-
Pożary lasów w rejonie gór Sakar w Bułgarii trwają od kilku dni, obejmując ponad trzy tysiące hektarów i wymuszając ogłoszenie stanu klęski żywiołowej.
-
Zamknięcia dróg i autostrad oraz ewakuacje mieszkańców wpływają na lokalną społeczność oraz ruch turystyczny.
-
Walka z żywiołem jest utrudniona przez niedostatek nowoczesnego sprzętu i wysoką skalę ludzkiej nieodpowiedzialności, a Bułgaria zwróciła się o pomoc do UE.
- Więcej ważnych informacji znajdziesz na stronie głównej Interii
Pożar wybuchł w rejonie gmin Harmanli i Lyubimets, niedaleko granicy bułgarsko-tureckiej. Silne zadymienie zmusiło władze do czasowego zamknięcia drogi prowadzącej do Turcji, co znacząco zakłóciło ruch drogowy w regionie. Trudne warunki – w tym upalna pogoda, silny wiatr i górzysty teren – dodatkowo utrudniają działania gaśnicze.
Bułgaria. Pożar w regionie gór Sakar. Ostrzeżenie dla mieszkańców i turystów
W związku z intensywnym ruchem turystycznym, szczególnie powrotem wczasowiczów z Turcji do krajów zachodniej Europy, bułgarska policja drogowa czasowo przekierowała ruch na alternatywne trasy w obrębie najbardziej zagrożonych odcinków.
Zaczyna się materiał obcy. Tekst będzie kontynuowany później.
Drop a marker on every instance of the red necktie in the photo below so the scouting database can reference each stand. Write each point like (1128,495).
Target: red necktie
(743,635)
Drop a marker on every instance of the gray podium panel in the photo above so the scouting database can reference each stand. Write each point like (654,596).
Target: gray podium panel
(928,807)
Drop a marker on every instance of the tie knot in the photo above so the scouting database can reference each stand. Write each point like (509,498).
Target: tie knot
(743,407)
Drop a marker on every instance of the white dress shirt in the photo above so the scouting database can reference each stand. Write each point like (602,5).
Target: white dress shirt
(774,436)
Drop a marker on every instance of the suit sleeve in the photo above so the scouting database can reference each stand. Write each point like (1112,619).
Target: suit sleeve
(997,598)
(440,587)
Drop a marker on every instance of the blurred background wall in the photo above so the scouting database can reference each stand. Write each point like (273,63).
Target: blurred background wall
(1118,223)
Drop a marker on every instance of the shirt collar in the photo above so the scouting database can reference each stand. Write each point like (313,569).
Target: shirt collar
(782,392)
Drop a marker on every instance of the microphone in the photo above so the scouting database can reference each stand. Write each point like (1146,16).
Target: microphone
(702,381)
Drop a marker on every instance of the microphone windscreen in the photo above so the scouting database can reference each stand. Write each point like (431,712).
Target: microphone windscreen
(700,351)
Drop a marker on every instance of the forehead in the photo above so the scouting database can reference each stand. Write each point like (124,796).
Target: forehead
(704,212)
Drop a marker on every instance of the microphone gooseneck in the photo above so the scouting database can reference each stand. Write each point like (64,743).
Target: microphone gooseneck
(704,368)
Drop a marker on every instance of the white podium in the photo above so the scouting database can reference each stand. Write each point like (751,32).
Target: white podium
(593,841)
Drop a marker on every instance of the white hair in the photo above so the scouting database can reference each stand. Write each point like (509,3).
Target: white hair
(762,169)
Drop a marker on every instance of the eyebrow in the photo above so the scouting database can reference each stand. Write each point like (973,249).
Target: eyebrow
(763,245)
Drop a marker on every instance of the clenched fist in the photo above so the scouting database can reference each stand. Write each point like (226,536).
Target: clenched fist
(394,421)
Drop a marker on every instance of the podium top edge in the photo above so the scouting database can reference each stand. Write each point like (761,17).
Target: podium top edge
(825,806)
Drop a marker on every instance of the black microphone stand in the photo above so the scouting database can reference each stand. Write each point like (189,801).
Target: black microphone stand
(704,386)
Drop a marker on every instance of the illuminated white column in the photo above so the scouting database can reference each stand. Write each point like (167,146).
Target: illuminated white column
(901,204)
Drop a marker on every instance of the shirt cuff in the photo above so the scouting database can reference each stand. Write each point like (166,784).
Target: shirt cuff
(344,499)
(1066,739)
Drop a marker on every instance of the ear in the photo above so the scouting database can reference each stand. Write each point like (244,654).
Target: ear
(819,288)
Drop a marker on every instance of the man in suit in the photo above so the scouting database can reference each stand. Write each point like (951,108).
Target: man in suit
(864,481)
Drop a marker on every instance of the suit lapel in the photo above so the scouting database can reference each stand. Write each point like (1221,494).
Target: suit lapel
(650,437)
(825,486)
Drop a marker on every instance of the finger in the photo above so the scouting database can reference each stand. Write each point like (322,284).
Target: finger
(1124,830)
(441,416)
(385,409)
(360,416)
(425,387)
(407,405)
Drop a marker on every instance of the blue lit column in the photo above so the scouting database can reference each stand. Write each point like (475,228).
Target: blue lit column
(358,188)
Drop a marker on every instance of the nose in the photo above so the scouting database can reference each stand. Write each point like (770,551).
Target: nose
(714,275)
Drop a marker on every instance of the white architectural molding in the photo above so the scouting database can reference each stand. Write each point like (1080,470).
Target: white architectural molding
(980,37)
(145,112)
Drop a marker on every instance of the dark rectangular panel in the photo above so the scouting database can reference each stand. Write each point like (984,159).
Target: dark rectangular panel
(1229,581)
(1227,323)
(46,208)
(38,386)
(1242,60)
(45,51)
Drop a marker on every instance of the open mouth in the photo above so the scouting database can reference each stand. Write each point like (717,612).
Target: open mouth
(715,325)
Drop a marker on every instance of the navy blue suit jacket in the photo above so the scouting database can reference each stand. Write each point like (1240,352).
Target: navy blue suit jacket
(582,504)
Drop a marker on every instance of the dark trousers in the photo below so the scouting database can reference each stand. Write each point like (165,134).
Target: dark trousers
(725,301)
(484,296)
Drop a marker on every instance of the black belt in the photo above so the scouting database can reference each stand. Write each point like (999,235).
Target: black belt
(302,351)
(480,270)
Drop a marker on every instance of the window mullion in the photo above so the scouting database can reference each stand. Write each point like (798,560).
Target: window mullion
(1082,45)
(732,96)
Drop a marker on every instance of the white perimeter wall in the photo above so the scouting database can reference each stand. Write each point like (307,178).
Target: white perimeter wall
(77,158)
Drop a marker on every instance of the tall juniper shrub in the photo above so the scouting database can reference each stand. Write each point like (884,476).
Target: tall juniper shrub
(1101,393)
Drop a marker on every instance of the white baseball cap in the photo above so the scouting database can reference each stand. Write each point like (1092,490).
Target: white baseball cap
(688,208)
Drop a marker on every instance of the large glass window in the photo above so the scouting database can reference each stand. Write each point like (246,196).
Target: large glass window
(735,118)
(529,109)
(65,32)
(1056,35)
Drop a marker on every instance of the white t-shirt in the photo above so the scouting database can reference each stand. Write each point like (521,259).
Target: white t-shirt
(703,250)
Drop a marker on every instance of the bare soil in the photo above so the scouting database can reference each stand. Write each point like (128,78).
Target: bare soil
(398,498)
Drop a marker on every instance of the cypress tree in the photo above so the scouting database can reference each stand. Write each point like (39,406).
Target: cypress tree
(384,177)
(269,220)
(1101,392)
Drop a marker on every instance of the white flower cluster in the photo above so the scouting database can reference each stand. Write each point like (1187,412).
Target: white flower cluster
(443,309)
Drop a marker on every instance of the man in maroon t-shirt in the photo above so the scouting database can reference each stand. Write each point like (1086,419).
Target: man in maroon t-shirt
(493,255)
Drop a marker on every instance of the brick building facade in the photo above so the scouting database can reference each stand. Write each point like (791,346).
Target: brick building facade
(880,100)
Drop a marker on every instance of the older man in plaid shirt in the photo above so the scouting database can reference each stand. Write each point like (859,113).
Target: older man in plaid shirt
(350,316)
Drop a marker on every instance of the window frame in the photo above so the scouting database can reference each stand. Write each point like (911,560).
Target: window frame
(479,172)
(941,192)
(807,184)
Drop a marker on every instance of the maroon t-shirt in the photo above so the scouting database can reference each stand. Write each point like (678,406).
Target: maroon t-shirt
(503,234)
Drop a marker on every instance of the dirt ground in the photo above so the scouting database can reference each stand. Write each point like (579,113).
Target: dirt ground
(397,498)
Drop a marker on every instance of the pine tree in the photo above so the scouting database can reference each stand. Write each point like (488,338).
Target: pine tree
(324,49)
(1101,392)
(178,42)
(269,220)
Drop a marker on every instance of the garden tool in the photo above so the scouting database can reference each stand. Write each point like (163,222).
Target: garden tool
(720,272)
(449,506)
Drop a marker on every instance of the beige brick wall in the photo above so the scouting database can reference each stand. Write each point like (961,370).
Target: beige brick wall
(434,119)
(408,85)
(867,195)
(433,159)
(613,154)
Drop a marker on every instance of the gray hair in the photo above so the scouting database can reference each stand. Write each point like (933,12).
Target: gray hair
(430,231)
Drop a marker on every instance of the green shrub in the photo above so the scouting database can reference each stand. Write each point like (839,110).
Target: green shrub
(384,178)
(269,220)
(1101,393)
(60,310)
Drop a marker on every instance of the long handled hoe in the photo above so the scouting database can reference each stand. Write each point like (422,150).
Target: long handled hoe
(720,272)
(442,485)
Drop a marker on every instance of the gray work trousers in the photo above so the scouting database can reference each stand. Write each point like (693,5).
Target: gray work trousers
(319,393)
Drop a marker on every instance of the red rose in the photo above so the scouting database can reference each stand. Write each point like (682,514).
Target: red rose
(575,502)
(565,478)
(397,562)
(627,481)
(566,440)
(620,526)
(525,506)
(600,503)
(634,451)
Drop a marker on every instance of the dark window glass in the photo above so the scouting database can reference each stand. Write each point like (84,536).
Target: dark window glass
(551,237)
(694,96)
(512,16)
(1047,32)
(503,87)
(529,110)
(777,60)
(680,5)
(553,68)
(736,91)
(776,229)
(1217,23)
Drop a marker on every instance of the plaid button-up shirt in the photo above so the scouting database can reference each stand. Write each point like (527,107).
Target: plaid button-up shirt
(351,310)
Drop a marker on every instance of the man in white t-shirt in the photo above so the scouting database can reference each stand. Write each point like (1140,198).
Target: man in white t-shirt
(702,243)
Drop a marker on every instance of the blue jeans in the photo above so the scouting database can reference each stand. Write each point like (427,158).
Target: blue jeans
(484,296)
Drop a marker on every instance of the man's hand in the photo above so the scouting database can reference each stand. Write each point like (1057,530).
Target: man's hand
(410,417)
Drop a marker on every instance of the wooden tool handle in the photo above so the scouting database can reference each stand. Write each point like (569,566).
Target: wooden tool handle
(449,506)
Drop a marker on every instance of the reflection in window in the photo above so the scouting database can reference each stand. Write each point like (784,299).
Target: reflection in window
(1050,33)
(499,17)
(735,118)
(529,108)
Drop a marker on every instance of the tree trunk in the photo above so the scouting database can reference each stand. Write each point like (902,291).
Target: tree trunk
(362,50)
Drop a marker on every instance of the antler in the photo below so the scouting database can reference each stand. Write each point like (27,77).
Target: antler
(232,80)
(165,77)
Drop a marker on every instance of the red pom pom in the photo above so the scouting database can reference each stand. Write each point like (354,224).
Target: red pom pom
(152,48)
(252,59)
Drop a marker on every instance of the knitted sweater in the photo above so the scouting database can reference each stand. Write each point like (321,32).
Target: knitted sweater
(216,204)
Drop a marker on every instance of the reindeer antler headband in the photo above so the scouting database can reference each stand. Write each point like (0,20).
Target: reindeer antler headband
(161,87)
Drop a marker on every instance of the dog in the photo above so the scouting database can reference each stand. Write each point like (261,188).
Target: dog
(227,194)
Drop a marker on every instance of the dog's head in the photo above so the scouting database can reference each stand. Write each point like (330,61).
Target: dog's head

W środę ogień zbliżył się do międzynarodowej autostrady Marica (A4), zmuszając służby do częściowego jej zamknięcia dla ruchu. Wzdłuż trasy zaczęto budować zabezpieczenia przeciwpożarowe, aby chronić infrastrukturę i podróżnych. Stan klęski żywiołowej ogłoszono w czterech miejscowościach położonych najbliżej zarzewia ognia.
Kierunek wiatru wieje od Grand Falls Windsor i Bishop’s Falls – co sprzyja dalszemu rozprzestrzenianiu się ognia. Władze apelują do mieszkańców, zwłaszcza właścicieli domków letniskowych i osób przebywających w sąsiedztwie ognisk pożaru, o zachowanie ostrożności oraz o ewakuację, jeśli zostanie taka decyzja podjęta.
W akcję gaśniczą zaangażowano ponad 60 strażaków, wspieranych przez 13 pojazdów pożarniczych, leśników oraz pracowników lokalnych administracji. Z pomocą przyleciał także helikopter gaśniczy, który wspomaga działania z powietrza.
Władze Bułgarii, która należy do krajów UE najbardziej dotkniętych w tym roku pożarami lasów, zwróciły się do Brukseli o pomoc w walce z żywiołem.
Według wstępnej wersji przyczyną pożaru był nieostrożnie rzucony niedopałek papierosa.
Seria pożarów w Bułgarii. Od początku roku wybuchły ponad 200 razy
Od początku roku w Bułgarii odnotowano ponad 200 dużych pożarów, które objęły tysiące hektarów lasów. Według straży pożarnej w 90 proc. ogień pojawił się w wyniku celowej działalności człowieka lub przez jego niedbałość. Tylko około 10 proc. pożarów spowodowały zjawiska naturalne – pioruny i susza wywołana 40-stopniowymi upałami.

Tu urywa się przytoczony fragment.